What are goals, tasks and Rewards? where do they come from?

Arguably, the most important part in reinforcement learning is the reward. It implicitly specifies an environment task, which is assumed to be the goal of the agent. The reward for reinforcement learning is the primary learning signal for the agent. The cognitive science field has a rich history in studying how children learn. One hypothesis is children learn by playing, which results from their curiosity in surprising or ambiguous events. For example, if a five-month old child observes a book passing through a wall, this event might surprise them. They will hit the book and the wall to understand how such an event is possible. In other words, the child plays to find explanations for events inconsistent with their prior knowledge (i.e. it learns, “the child as the scientist”). There also exists literature that views child’s play not as goal-oriented exploration, rather near random exploration whereby they continuously discover new problems and new solutions. The machine learning field has focused on similar ideas of curiosity and intrinsic motivation for artificial agents for efficient exploration e.g. when environments have sparse rewards. Recent formulations can be grouped into a) measuring novelty and b) predicting error of environment dynamics. Similar to a child’s ability of autonomously creating new problems for itself is curriculum learning. Past approaches parameterize and propose new environments, goals, initial states and reward functions over training.

What role does attention or memory play in long-term decision making?

A continual RL agent must continually extend its abilities and adapt them to a continuously changing environment, a trademark of natural intelligence. In doing so, there is a natural tension between learning new rules from more recent data versus remembering the old learning from previously seen data commonly known as the stability-plasticity dilemma. Long-term decision making over the lifetime of an agent is challenging because learning new tasks might result in catastrophic forgetting of previous tasks. Moreover, the rewards may be sparse and delayed over long horizons of a lifetime. Humans often replay events from the past in the form of stories, thoughts or dreams which allows them with a computational ability to adjust how they act in the future. As a result, assignment of improper credit to specific features or events could lead to errors in downstream tasks. Much of our hypotheses on the role of attention and memory in human learning have served as a stepping stone to new frontiers in reinforcement learning. Findings from human psychology on conditioning, synaptic consolidation, blocked or interleaved learning, learning at multiple time scales, interplay of forgetting and time of memory acquisition, selective feature selection, sparsity in attention, top-down or bottom-up attention mechanisms, etc. are vital to better understand how we can build generalized and robust continual RL agents.

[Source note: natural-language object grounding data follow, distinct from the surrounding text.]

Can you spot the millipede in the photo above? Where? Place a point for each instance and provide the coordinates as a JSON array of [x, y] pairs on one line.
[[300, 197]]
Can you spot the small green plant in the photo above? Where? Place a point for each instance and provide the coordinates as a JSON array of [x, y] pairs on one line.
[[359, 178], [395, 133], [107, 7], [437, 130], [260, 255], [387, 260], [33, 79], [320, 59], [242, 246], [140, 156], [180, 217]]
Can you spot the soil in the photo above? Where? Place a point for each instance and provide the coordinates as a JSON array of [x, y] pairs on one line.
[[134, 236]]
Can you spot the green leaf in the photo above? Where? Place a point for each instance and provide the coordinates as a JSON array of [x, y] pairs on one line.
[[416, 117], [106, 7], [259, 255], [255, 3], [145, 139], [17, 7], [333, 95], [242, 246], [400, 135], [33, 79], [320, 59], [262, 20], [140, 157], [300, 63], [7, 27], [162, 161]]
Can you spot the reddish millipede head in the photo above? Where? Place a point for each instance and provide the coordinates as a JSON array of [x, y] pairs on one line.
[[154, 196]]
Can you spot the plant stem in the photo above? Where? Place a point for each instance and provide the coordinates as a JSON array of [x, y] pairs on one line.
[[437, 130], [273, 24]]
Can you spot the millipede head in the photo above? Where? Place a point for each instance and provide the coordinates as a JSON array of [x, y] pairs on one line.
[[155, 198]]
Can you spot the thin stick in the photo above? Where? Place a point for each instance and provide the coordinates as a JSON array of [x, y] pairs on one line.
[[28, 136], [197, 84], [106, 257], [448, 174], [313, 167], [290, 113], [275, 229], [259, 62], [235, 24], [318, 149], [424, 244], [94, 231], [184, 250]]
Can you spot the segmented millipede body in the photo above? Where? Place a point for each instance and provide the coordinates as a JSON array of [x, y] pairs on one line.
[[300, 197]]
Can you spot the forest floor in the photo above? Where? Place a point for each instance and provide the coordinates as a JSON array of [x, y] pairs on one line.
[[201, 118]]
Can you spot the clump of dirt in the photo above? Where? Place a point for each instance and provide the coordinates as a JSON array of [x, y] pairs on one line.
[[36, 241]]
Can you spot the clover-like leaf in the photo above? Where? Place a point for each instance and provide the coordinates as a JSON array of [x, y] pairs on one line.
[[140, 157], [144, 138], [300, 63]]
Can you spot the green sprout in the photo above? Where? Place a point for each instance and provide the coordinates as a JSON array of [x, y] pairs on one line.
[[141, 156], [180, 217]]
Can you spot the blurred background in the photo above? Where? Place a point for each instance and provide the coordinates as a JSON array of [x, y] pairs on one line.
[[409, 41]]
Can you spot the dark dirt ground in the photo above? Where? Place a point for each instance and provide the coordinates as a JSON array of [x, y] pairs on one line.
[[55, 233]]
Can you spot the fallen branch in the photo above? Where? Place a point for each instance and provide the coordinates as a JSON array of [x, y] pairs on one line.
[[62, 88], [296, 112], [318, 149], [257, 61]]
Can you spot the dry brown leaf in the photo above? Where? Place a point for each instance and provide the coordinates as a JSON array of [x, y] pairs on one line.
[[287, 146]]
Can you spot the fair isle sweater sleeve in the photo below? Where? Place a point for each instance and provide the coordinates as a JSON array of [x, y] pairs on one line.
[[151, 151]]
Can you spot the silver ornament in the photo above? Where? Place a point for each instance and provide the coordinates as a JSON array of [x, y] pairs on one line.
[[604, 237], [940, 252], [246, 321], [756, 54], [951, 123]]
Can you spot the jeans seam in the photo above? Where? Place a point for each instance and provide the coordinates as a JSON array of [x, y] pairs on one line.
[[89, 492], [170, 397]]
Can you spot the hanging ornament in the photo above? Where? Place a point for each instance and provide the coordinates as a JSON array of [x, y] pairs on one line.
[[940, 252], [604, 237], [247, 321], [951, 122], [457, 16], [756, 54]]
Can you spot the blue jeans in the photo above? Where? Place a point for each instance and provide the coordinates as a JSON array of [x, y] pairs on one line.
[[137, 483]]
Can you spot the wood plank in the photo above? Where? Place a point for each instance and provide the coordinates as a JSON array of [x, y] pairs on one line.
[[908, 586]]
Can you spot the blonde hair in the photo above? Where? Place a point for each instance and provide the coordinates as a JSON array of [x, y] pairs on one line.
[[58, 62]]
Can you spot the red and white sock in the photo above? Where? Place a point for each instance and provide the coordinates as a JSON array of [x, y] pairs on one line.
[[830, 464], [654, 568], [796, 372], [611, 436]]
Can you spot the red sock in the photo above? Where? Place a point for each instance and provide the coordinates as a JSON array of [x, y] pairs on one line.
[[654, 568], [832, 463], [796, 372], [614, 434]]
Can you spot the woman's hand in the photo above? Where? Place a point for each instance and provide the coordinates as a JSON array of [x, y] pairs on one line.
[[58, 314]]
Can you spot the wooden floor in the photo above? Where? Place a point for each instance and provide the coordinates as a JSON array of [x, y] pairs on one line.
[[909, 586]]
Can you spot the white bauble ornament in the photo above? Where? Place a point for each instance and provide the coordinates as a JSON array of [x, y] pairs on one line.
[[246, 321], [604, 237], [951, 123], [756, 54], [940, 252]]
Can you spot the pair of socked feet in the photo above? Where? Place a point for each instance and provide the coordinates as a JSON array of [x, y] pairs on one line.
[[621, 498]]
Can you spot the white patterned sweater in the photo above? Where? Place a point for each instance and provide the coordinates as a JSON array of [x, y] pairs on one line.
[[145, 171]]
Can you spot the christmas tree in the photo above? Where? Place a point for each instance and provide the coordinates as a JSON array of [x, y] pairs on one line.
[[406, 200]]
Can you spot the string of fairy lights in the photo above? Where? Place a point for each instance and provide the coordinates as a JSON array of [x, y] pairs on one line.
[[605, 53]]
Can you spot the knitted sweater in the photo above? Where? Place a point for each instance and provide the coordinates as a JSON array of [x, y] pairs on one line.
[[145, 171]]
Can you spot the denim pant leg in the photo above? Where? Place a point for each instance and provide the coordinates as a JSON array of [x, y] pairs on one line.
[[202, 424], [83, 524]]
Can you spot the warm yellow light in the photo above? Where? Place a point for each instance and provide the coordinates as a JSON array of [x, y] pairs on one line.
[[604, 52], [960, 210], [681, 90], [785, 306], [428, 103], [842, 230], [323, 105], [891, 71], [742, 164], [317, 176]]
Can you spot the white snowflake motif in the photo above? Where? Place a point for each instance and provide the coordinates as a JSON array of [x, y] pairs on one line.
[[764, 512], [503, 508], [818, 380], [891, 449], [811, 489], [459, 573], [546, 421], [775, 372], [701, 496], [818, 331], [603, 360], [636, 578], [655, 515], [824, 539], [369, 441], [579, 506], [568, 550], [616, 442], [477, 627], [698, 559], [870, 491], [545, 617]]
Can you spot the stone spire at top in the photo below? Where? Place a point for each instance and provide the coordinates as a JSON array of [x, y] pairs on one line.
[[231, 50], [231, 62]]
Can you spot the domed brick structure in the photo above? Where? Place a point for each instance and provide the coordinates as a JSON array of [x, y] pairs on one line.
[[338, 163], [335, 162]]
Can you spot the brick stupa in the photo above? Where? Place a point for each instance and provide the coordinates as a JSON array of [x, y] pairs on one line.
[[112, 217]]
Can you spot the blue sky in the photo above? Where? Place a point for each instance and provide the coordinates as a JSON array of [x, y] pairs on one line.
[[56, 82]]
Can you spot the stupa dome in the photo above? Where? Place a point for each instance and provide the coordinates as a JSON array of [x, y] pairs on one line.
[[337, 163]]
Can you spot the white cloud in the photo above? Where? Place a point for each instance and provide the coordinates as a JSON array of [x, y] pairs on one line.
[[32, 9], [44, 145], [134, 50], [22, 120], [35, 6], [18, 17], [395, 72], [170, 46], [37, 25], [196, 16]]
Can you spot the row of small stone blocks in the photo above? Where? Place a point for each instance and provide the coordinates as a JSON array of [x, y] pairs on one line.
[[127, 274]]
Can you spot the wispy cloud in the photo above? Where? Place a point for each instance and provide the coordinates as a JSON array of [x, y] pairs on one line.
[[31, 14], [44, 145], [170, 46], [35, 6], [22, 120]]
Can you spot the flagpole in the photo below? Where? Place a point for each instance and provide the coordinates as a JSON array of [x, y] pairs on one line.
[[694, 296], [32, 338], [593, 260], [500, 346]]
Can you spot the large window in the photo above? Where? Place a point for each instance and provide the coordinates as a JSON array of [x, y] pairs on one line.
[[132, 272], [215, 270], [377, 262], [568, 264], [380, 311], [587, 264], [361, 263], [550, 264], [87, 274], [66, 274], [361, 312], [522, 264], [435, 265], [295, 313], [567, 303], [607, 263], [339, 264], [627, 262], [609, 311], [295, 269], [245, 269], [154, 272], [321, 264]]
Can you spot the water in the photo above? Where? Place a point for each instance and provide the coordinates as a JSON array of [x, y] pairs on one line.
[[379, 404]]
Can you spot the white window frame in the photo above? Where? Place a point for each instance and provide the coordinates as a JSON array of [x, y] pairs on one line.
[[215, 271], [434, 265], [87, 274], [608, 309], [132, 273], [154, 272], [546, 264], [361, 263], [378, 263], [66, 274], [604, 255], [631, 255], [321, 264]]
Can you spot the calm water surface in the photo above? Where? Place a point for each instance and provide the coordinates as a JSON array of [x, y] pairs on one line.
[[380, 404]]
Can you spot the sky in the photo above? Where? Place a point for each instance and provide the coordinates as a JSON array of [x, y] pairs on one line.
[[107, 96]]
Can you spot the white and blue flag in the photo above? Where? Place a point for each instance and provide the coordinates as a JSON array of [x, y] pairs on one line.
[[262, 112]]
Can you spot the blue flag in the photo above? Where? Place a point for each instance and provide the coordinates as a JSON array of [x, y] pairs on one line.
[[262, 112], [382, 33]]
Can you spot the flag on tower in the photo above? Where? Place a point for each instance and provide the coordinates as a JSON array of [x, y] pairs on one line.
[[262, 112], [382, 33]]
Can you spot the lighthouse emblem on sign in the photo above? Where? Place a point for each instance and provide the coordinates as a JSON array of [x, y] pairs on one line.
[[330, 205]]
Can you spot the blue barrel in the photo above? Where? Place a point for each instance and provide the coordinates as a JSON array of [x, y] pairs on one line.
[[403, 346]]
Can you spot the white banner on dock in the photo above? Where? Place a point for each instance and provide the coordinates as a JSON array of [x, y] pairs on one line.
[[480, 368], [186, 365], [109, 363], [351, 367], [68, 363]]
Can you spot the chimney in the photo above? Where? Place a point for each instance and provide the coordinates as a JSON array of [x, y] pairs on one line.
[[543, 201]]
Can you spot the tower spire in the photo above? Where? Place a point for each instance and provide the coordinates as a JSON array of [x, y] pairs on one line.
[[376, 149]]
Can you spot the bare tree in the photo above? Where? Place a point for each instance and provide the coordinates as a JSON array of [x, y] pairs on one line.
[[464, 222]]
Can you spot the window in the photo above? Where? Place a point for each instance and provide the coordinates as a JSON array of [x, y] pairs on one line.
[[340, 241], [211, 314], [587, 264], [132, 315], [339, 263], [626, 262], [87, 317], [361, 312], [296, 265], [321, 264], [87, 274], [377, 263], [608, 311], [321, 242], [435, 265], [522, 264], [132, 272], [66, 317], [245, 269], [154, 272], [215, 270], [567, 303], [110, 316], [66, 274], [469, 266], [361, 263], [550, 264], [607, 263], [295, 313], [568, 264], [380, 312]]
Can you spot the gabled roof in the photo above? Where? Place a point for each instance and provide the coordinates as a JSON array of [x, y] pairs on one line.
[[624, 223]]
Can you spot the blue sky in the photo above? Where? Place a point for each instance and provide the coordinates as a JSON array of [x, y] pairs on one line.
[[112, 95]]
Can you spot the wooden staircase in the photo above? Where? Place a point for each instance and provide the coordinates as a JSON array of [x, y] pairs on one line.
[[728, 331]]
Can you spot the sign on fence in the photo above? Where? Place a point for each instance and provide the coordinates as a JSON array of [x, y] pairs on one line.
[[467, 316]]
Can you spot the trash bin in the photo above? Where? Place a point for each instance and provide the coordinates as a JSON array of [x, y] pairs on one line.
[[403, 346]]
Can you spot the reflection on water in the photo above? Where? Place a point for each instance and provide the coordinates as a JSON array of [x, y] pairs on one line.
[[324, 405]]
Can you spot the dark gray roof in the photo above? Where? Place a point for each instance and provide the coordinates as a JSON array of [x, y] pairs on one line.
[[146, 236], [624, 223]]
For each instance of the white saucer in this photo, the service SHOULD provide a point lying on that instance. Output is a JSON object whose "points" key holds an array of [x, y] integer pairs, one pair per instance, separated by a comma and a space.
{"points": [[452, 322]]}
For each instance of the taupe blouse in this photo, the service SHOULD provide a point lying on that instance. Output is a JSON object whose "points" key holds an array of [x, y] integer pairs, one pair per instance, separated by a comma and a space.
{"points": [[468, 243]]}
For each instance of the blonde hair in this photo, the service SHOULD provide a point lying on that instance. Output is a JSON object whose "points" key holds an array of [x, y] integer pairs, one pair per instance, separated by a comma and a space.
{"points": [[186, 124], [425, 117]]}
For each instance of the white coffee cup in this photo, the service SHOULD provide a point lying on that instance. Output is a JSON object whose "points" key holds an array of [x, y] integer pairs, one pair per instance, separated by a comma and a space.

How to learn and leverage reusable representations over the course of an agent’s lifetime?

The question in continual RL often focuses on asking what should be transferred to new tasks across the lifetime of an agent. One solution could be to save all the experiences the agent encounters as it goes through its lifetime. Unfortunately, this is not plausible and often not optimal either. Hence, we would like to learn reusable representations, which implies decomposing the agent’s representations such that they can be repurposed for different downstream tasks. These reusable representations can actually be leveraged at many different stages of decision making: they can span perception, task structure and behaviour. Take a simple task of preparing tea for a human: one can recognize different types of kettles easily, even if they are novel; one can adapt to different target mugs and the goal of getting a container full of tea can be generalized to serving coffee; finally, the act of pouring is highly adaptable, the motor skills required can be flexibly reused and generalized to significantly different tasks such as watering plants. To achieve maximal representational reuse for solving a variety of tasks continually, compositionality and abstraction are crucial, and being able to extract structure and learn efficient reuse will be key to building agents that can cope with the complexity and variability of the real-world, much like biological agents. This can be achieved through designing environments for our agents that exhibit enough variability and requirement for explicit reuse of representations mimicking the complexity of the world that a biological agent would encounter.